Увы, осталось очень мало — одни только развалины под грозившей обвалиться крышей. По мнению Андрея, проникнуть в дом было опасно, да и затруднительно, — в такую колючую чащу разросся тут сад, некогда наполненный душистыми цветами, с дорожками, усыпанными песком, с фонтаном и тому подобными затеями.
Полюбовавшись издали руинами, тщетно пытаясь восстановить в памяти то, что он здесь видел двадцать лет тому назад, Грабинин присел на исковерканный грозою ствол старого дуба и снова начал расспрашивать своего спутника про старину.
— Расскажи мне про деда. Он говорил с тобою когда-нибудь?
— Ни с кем не изволили они разговаривать, кроме Абрама Никитича.
— Кто это — Абрам Никитич? Здесь живет? Можно его видеть? — с живостью спросил барин.
— Уж восемь лет, как мы Абрама Никитича похоронили, сударь, — ответил не без удивления Андрей. — Сами же вы изволили меня назначить управляющим после его смерти.
Грабинину стало совестно за свою рассеянность. Теперь он вспомнил, как ему сообщили про смерть старого управителя и как он по чьему-то совету назначил ему преемником Андрея как ближайшего человека к покойнику и хорошо знакомого с хозяйством в Воробьевке.
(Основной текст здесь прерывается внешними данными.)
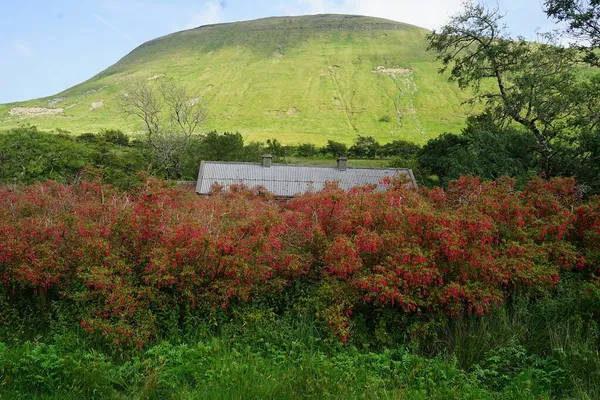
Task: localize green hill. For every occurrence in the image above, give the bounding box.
[0,15,469,144]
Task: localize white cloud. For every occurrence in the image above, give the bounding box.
[282,0,463,29]
[94,13,137,46]
[12,41,33,57]
[183,0,226,29]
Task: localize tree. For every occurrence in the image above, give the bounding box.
[544,0,600,66]
[121,79,162,141]
[427,4,589,175]
[159,81,207,137]
[121,80,207,179]
[417,114,538,185]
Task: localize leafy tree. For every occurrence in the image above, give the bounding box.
[121,80,207,179]
[417,115,539,185]
[427,4,590,175]
[544,0,600,66]
[0,126,90,184]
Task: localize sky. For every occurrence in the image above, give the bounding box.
[0,0,555,103]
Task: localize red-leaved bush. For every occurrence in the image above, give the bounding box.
[0,177,600,346]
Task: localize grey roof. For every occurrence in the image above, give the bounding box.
[196,161,416,197]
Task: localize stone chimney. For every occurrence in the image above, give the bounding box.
[338,156,348,171]
[263,154,273,168]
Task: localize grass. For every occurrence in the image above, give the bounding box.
[0,15,469,145]
[0,275,600,400]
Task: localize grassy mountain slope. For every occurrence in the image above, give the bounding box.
[0,15,469,144]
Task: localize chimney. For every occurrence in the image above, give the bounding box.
[338,156,348,171]
[263,154,273,168]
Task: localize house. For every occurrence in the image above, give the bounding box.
[196,155,417,197]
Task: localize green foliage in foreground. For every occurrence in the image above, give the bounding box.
[0,276,600,399]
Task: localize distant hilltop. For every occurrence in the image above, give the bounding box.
[0,14,470,145]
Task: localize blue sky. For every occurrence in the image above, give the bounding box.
[0,0,554,103]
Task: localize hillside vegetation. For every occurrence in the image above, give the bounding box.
[0,15,470,145]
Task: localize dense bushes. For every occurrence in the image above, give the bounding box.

— Один только Абрам Никитич мог во всякое время входить к старому барину и говорить с ними, а мне можно было только из щелки двери на них глядеть, как они, бывало, по целым часам книжки читают или подойдут к окну да долго-долго вдаль смотрят, точно кого-то ждут. Других слов, кроме: «Трубку!» либо: «Послать Абрама!» — никогда я от них не слыхивал.
— А каков он был собою?
— Роста высокого и наружности худощавой. Глаза — темные, всегда задумчивые, и так смотрели, точно ничего не видят. Брови и волосы — черные, а бородка — длинная и совсем белая. Волос не стригли, по плечам кудрями рассыпались. Никогда барин не улыбался. Да и не с кем им было шутить да смеяться, всегда один. Чистый двор перед парадным крыльцом травой еще при них порос, топтать ее было некому, ворота всегда от гостей на запоре. Абрам Никитич в горенке рядом с их спальней жил, и, кому была до него надобность, через заднее крыльцо к нему проходили.
— А слышал ты про ту полячку, которую дед привез сюда из Варшавы?
— Как не слышать, когда моя родная тетка, сестра старшая матушки, была для услужения к ней приставлена и денно, и нощно при ней находилась! Тетенька-то моя умела по-польски говорить и за то в большой милости была и у ней, и у барина.
— И долго эта полячка здесь прожила?
— Да больше трех лет. Барыня при ней три раза на богомолье ездила: два раза — поклониться мощам преподобного Митрофания, в Воронеж, а в третий раз — в Москву, да там и осталась с сыночком, с вашим покойным батюшкой, Михаилом Владимировичем. Родные не пустили ее назад к супругу. Там вскорости и скончалась, как еще полячка-то здесь была.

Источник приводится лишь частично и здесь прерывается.